Weston, Missouri: The Destination Worth the Drive
For anyone who has spent time on the Kentucky Bourbon Trail, the idea of making a dedicated trip to a Missouri distillery might require some adjustment. It shouldn't. Located in the heart of Weston, Missouri — just 30 minutes north of Kansas City — Holladay Distillery welcomes visitors from across the country to experience nearly 170 years of bourbon history. Scenic rickhouses, guided distillery tours, bourbon tastings, and a limestone spring once chartered by Lewis and Clark make Holladay one of Missouri's most unique day-trip destinations.
The experience is layered in ways that reward curiosity. Visitors peer into the limestone spring first discovered by Lewis and Clark in 1804 and step inside the stillhouse that dates back to the mid-1800s when Ben Holladay first started using limestone water to make bourbon. A short video is shown inside the Ancient Cave, where bourbon barrels were aged when the distillery was first founded. These aren't reconstructed sets or themed experiences — they are the actual physical spaces where American bourbon history unfolded.
Holladay is listed on the National Register of Historic Places, and the grounds reflect that designation. The rolling hills, original stone structures, and growing line of ironclad rickhouses form a campus that feels more like a working piece of American history than a spirits attraction. For the bourbon enthusiast who has already done Louisville and Bardstown, Weston offers something different: a distillery where the story is just as rich and the whiskey is just as serious, without the crowds or the commercialization that has begun to define parts of the Kentucky trail.

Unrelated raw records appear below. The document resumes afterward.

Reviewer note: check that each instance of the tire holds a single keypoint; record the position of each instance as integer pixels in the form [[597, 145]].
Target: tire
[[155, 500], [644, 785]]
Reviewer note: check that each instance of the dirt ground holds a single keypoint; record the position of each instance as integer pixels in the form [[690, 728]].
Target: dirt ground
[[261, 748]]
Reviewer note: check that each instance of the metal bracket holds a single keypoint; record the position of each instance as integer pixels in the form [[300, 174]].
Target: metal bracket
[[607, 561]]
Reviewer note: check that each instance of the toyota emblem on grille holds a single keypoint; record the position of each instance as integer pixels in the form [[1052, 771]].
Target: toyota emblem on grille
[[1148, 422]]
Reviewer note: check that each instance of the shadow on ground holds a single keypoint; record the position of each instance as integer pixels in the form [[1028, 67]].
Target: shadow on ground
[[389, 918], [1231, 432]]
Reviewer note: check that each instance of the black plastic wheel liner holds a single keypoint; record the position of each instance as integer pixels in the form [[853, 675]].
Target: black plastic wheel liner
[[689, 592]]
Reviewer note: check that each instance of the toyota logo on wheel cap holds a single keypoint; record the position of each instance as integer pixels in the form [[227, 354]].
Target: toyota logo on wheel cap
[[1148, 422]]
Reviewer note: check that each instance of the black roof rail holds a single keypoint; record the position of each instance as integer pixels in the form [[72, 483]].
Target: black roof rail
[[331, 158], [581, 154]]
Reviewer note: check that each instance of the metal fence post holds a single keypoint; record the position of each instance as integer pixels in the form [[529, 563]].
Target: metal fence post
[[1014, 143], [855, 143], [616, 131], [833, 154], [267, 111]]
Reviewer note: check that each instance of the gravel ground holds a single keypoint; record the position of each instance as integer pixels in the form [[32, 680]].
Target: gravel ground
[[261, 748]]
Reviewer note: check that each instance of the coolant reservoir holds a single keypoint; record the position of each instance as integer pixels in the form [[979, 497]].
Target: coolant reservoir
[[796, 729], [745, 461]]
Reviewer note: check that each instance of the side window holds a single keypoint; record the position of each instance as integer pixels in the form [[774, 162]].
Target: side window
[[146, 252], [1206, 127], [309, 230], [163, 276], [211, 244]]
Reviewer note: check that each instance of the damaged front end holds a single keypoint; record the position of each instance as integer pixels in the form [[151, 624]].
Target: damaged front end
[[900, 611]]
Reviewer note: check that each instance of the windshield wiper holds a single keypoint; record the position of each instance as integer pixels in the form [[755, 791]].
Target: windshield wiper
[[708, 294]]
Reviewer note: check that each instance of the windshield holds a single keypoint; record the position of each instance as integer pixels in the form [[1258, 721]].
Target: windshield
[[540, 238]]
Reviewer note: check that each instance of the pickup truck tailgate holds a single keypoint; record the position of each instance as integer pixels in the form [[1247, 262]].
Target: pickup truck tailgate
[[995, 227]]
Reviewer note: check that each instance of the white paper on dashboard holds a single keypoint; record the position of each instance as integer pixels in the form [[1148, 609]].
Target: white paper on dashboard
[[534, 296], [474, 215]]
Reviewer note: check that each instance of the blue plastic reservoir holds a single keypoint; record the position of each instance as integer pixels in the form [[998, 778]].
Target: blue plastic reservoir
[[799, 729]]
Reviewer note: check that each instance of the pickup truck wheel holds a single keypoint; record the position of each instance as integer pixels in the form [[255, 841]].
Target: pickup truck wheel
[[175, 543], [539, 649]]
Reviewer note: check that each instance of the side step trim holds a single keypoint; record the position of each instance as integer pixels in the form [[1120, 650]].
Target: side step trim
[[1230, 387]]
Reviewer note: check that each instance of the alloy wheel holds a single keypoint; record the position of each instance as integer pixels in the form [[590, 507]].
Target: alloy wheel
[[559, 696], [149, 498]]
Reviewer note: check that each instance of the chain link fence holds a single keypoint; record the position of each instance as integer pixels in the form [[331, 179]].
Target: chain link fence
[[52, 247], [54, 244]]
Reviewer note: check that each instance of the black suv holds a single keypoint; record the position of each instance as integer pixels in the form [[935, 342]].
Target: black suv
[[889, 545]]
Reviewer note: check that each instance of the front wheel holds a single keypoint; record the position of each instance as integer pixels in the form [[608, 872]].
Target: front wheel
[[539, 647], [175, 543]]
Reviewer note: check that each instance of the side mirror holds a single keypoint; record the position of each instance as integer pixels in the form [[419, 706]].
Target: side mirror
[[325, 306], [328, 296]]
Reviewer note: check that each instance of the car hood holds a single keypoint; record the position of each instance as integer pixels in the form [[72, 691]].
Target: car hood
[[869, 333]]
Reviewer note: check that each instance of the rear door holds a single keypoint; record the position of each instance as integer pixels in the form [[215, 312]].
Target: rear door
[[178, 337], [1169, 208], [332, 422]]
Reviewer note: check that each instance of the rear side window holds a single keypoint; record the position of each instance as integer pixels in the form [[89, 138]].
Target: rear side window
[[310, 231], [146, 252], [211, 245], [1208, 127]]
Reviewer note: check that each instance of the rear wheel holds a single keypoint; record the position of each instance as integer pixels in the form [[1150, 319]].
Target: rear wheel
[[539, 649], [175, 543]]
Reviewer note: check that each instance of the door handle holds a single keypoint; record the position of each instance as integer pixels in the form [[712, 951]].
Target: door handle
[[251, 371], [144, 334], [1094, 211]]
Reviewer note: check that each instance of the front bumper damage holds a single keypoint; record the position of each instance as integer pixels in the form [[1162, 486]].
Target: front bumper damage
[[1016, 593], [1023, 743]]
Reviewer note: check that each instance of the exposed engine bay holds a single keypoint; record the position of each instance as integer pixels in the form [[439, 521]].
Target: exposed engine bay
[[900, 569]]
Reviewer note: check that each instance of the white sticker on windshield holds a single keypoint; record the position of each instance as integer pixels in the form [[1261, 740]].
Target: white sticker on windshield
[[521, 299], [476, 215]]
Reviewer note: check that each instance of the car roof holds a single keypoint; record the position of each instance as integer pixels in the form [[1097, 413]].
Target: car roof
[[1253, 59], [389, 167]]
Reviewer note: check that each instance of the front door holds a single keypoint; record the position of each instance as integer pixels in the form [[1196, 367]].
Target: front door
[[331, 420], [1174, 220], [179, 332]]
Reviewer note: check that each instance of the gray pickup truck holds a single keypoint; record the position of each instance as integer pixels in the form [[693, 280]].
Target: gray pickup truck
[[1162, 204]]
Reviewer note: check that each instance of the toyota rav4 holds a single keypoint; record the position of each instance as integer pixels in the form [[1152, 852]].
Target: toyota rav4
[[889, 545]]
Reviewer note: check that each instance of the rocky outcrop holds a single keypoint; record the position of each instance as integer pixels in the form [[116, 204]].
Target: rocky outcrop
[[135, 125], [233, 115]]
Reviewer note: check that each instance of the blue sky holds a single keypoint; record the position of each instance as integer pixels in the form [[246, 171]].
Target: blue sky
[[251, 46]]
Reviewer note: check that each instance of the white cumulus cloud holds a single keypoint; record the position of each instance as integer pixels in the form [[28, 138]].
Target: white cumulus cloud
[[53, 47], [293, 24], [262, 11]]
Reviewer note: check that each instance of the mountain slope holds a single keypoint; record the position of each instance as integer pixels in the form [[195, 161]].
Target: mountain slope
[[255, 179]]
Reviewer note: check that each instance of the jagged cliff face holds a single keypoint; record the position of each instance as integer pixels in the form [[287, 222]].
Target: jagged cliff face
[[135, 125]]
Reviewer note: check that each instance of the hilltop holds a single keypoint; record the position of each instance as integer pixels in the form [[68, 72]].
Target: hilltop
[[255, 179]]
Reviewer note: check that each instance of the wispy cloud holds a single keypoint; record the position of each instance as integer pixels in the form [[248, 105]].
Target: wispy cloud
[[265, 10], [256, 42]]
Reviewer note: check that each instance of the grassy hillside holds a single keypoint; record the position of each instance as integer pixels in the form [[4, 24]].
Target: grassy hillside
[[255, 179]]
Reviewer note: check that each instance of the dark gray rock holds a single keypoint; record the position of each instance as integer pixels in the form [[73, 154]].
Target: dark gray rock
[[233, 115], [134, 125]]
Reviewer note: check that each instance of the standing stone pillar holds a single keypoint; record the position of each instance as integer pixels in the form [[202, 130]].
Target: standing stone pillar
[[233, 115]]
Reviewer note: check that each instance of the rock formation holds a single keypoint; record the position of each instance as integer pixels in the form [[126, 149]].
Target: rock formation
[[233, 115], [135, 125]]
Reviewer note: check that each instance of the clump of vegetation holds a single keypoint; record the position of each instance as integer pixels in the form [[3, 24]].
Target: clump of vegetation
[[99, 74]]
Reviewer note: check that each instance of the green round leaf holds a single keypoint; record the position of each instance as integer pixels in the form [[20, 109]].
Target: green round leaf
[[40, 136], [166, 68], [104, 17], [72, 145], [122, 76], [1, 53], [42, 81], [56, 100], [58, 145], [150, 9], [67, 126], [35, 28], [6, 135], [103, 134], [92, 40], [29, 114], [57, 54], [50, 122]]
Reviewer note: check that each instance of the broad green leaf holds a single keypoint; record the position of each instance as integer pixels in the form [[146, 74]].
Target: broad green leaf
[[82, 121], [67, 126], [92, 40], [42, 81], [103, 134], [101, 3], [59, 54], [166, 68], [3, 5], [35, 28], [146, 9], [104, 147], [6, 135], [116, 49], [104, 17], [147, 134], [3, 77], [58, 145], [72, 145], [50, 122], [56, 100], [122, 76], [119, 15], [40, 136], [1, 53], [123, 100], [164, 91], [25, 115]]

170 Years In, and the Barrels Are Just Getting Fuller
The symmetry of what Holladay is doing in 2026 is not accidental. Building Rickhouse D in the year of the 170th anniversary is a statement about confidence — confidence in the product, the market, and the geography. Every barrel being rolled into that new ironclad structure represents a minimum six-year commitment, meaning the distillery is already planning for what Holladay bourbon looks and tastes like in the early 2030s.
Today, Holladay Distillery continues to build on nearly 170 years of distilling heritage through a growing portfolio of award-winning bourbons and premium spirits, while preserving the authenticity and craftsmanship that have defined the distillery since 1856. That sentence reads like a mission statement, but at Holladay it reads more like a fact — one backed by limestone spring water, original production records, a federally listed historic site, and a growing stack of competition medals.
The story of American bourbon is usually told from Louisville looking south and east. Holladay Distillery, sitting on a limestone ridge thirty minutes north of Kansas City, offers a reminder that the spirit's roots spread much further than that — and that some of its most authentic chapters are still being written, one barrel at a time, in a state most whiskey tourists haven't thought to visit yet. The 170th anniversary isn't just a number. It's an argument for paying attention.